As a senator, Sacnun formed part of the parliamentary commissions on General Legislation, Justice and Criminal Affairs, Regional Economies and Small Businesses, and Women's Affairs, and presided the commission on Constitutional Affairs. She was a supporter of the legalisation of abortion in Argentina, voting in favour of the two Voluntary Interruption of Pregnancy bills debated by the Argentine Congress in 2018 and 2020. Upon the Senate's approval of the bill in 2020, Sacnun stated that the legalisation of abortion was an "important step" that would have a major impact in the region.

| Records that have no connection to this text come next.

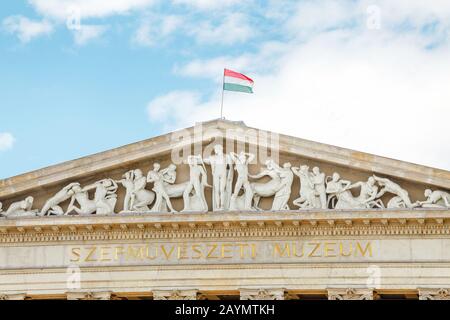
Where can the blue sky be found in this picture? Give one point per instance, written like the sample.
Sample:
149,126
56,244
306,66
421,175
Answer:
368,75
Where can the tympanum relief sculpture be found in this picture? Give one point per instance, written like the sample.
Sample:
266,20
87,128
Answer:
154,192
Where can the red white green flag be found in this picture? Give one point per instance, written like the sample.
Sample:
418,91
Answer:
235,81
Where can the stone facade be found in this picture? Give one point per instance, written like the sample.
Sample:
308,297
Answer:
266,255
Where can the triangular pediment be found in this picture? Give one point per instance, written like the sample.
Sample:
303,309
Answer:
352,165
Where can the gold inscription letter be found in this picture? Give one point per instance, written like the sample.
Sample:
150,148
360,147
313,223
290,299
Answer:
285,252
367,249
75,255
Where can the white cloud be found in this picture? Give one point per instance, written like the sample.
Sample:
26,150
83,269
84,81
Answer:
153,29
63,9
379,91
6,141
87,33
179,109
26,29
207,4
234,29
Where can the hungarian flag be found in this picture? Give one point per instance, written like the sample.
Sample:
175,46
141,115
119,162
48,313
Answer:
234,81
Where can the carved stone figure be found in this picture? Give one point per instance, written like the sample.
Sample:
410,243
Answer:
340,196
159,180
21,208
104,201
281,198
52,205
222,172
194,192
369,193
308,199
318,180
267,189
242,161
137,198
435,199
401,199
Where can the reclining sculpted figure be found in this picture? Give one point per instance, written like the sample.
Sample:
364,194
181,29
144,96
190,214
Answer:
21,208
137,198
435,199
104,201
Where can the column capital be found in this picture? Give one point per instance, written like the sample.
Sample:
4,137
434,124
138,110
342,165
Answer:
350,294
434,294
104,295
262,294
175,294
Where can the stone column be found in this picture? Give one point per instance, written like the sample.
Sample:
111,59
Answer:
175,294
350,294
434,294
89,295
17,296
262,294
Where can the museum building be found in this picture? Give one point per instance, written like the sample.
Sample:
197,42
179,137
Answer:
222,211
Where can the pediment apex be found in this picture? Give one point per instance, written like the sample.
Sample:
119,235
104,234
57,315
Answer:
162,145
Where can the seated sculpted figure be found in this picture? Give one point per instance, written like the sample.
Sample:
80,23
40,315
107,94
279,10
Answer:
435,199
267,189
52,205
156,176
308,198
401,199
104,201
137,198
340,196
21,209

She ran for re-election in the 2021 legislative election, this time as the second candidate in the Frente de Todos list, behind Marcelo Lewandowski. Lewandowski and Sacnun's list received 32.19%, losing by a wide margin to the Juntos por el Cambio list headed by Carolina Losada, which received 40.13% of the vote. As part of the second-most voted list, only Lewandowski was elected for the minority, and Sacnun lost her chance at re-election.